Let’s hope no one is that stupid though.
It would be pretty easy to trace the fissionable material from a dirty bomb to its source. The whole world would soon know who did it. If it was the Ukrainians, support would vanish immediately.
Of course, some of the Banderists are both crazy and stupid . . . Nah, probably not that stupid.
I am thinking more that the mainstream media will declare that the material has been traced to Russia, and anyone who says differently is a dangerous conspiracy theorist or Putin puppet. And they will probably also say that they disagree with science for good measure.
There is no military or political advantage to a dirty bomb. Ukraine is not going to build one or use one.
We agree.
Nobody needs a nuclear power plant to make a dirty bomb.
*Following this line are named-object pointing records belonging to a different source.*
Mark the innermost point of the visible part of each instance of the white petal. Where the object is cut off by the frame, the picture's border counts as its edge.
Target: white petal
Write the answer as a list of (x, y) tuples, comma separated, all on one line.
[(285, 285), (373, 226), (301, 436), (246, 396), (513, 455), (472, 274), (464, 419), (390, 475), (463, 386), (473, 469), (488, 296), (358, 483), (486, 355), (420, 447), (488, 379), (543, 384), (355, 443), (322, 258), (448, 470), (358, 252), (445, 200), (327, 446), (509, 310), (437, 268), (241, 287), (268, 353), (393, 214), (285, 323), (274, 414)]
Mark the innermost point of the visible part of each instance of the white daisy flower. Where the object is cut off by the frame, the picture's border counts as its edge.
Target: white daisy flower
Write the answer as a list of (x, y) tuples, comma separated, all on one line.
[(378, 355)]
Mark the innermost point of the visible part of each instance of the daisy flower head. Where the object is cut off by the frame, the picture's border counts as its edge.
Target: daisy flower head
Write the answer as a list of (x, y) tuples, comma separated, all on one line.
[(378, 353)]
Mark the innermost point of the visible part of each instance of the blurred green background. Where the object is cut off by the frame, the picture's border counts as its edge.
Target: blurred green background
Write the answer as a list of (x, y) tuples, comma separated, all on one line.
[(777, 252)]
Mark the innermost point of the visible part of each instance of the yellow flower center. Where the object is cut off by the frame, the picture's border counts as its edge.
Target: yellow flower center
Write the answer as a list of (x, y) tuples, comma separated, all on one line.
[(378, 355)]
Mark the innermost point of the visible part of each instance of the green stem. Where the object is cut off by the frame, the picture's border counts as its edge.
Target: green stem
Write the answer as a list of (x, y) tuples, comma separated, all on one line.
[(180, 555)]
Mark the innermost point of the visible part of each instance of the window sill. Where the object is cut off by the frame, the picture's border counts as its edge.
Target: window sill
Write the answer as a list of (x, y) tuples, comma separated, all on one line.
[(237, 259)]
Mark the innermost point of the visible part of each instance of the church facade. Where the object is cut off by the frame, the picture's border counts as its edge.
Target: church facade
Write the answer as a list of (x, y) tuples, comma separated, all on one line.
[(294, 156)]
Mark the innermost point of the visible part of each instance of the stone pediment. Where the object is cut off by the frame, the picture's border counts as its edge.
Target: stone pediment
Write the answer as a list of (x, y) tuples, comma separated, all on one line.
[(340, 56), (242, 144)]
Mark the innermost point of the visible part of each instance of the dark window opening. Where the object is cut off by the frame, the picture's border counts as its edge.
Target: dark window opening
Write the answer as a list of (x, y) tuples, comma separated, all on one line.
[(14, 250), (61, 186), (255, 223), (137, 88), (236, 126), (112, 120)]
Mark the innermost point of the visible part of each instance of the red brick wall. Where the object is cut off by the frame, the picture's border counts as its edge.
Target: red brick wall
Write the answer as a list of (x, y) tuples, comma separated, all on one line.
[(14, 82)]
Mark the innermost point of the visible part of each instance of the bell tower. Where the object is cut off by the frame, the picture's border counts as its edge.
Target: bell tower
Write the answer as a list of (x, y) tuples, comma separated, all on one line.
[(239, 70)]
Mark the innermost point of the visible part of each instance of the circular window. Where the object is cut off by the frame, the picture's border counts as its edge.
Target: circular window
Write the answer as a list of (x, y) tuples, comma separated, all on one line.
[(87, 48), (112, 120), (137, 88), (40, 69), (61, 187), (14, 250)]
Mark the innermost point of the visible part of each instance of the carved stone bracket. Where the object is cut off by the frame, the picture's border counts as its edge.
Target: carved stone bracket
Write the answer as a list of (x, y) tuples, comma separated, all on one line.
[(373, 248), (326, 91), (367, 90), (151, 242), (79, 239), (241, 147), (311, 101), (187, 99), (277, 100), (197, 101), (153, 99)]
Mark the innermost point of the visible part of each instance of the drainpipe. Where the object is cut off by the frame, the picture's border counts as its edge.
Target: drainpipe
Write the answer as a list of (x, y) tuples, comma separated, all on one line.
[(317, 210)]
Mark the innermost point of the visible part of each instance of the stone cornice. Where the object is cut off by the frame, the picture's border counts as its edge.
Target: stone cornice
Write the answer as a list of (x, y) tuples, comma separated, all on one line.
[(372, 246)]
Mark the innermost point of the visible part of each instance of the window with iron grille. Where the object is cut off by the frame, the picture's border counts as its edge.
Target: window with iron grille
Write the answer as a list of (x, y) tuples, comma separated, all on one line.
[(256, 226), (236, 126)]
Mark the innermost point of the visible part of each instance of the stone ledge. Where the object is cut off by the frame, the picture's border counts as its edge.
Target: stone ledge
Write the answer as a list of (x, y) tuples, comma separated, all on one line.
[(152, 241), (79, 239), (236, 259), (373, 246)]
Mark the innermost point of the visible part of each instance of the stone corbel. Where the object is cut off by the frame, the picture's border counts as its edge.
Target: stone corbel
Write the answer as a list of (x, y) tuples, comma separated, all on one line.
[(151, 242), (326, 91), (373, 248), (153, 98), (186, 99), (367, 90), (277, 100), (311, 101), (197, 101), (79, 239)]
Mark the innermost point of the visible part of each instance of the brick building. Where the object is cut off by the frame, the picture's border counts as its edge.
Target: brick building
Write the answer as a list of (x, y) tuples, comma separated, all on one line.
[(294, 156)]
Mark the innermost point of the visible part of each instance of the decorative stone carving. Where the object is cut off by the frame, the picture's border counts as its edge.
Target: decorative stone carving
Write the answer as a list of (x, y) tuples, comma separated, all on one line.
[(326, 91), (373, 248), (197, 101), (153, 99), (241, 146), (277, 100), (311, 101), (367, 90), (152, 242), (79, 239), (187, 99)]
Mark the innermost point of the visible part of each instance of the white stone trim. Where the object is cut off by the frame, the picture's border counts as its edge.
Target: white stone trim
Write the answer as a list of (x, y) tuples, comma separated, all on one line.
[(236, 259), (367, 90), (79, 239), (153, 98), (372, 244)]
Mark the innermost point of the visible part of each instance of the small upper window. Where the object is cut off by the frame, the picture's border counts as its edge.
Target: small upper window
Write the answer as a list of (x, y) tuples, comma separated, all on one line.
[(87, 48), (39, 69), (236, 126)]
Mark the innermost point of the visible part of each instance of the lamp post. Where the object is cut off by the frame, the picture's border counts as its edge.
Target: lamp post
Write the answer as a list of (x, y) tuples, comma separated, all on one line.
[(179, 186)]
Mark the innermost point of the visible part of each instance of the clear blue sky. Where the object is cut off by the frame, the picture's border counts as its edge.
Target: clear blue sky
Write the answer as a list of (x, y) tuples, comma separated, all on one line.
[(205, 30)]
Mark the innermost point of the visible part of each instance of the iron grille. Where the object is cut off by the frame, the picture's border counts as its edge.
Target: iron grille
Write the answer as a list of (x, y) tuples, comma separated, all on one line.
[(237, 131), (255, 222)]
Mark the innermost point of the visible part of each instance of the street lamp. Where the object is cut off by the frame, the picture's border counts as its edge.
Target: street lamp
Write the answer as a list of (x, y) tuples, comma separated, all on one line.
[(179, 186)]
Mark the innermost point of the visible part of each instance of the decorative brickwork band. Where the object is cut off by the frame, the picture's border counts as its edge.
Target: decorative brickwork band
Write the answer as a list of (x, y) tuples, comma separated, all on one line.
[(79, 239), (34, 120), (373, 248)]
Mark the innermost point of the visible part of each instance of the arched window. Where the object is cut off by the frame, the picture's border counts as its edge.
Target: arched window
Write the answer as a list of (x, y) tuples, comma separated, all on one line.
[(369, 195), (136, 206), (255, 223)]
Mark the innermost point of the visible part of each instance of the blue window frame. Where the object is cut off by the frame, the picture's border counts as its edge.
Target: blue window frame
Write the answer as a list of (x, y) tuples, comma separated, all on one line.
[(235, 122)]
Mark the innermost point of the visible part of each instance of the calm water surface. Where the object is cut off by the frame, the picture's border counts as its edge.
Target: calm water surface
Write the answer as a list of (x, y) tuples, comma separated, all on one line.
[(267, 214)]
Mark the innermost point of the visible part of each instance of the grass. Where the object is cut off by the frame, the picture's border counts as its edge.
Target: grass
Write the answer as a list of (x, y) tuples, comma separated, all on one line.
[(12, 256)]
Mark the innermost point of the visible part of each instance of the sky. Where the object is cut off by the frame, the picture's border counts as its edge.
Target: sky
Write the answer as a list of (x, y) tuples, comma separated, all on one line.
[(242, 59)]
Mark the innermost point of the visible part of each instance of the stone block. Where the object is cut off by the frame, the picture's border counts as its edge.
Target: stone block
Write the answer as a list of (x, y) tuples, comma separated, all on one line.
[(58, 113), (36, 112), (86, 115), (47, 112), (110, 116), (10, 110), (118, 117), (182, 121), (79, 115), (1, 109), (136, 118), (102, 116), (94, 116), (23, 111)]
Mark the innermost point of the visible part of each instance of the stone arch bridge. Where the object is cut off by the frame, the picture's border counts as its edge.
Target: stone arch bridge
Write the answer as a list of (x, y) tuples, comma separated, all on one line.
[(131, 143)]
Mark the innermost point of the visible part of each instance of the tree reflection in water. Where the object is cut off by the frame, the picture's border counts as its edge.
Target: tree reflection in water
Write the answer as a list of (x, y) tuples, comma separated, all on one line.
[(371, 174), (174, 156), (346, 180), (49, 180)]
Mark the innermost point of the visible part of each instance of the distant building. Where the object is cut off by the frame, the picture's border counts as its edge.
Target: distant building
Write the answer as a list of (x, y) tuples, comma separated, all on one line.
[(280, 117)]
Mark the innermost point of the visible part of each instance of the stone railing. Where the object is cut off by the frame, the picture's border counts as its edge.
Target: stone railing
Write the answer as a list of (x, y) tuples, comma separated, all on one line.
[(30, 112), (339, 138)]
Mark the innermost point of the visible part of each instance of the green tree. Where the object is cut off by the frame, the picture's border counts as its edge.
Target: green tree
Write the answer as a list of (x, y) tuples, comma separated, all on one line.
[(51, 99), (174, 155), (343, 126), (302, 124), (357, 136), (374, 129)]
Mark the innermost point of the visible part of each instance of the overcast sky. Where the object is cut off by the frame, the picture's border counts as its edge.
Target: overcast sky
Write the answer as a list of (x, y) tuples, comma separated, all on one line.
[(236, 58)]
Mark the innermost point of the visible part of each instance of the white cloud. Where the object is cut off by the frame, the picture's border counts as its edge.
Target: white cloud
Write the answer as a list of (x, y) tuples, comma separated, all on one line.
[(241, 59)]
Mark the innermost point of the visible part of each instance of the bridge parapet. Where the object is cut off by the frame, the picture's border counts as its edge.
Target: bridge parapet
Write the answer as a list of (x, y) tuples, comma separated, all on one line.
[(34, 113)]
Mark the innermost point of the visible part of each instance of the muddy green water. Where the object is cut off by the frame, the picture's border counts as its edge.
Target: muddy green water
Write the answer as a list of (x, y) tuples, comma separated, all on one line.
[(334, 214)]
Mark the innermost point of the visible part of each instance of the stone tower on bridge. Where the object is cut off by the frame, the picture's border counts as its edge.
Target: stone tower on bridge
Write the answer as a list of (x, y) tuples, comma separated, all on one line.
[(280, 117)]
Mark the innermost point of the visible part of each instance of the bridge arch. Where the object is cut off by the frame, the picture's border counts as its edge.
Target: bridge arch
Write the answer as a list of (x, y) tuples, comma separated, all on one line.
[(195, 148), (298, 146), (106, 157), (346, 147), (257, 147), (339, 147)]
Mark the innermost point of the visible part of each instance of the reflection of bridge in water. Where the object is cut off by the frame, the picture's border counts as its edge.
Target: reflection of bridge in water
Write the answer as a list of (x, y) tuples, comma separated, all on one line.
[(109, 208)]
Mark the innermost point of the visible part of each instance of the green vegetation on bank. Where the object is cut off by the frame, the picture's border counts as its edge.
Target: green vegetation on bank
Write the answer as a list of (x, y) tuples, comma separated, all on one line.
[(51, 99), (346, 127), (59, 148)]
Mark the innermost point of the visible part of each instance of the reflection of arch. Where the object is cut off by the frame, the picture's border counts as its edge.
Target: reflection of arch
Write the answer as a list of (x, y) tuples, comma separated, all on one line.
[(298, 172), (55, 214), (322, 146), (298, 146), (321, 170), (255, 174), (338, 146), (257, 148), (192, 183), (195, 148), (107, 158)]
All they need is the ability to procure (including by stealing) medical waste from a hospital with a nuclear medicine facility.
About a third of the world’s medical isotopes are produced at a single reactor in the Netherlands. Most of the other places that produce them probably export them too.
So a dirty bomb goes off in, say, Kherson. The isotopes are possibly mixed in reactor origin, but even if they all came from, say, the Argus-M reactor in Sarov (Russia) or at the KIPT neutron source facility in Ukraine, that doesn’t tell us the Russians or Ukrainians were the ones who built or detonated the bomb, because those isotopes are in hospital waste elsewhere.
You’re replying to a claim I didn’t make, Thomas.
I know a dirty bomb could be made with radioactive medical waste. I also know that the effects of such a weapon would pale in comparison to one made with, e.g., spent fuel rods, which contain such goodies as various isotopes of plutonium.
In most of the civilized world, radioactive material in medical devices and diagnostic materials is tracked and audited from manufacture to disposal. Betting on getting away with using diverted material in a dirty bomb would be a bad bet, considering the world reaction if the identities of the culprits were even strongly suspected.
It’s not gonna happen. There’s no significant benefit and enormous downside risk.
US Sees Indication US Is Preparing to Use Nuclear Weapon
https://www.indianpunchline.com/a-biden-putin-meeting-in-bali-cannot-be-ruled-out/
A Biden-Putin meeting in Bali cannot be ruled out.
It’s difficult to know whether a potential Republican election slaughter next week may have a subtle effect on whether these talk are held.
The war in Ukraine may be the Democrats undoing. Who could have conceived that idea in early February 2022?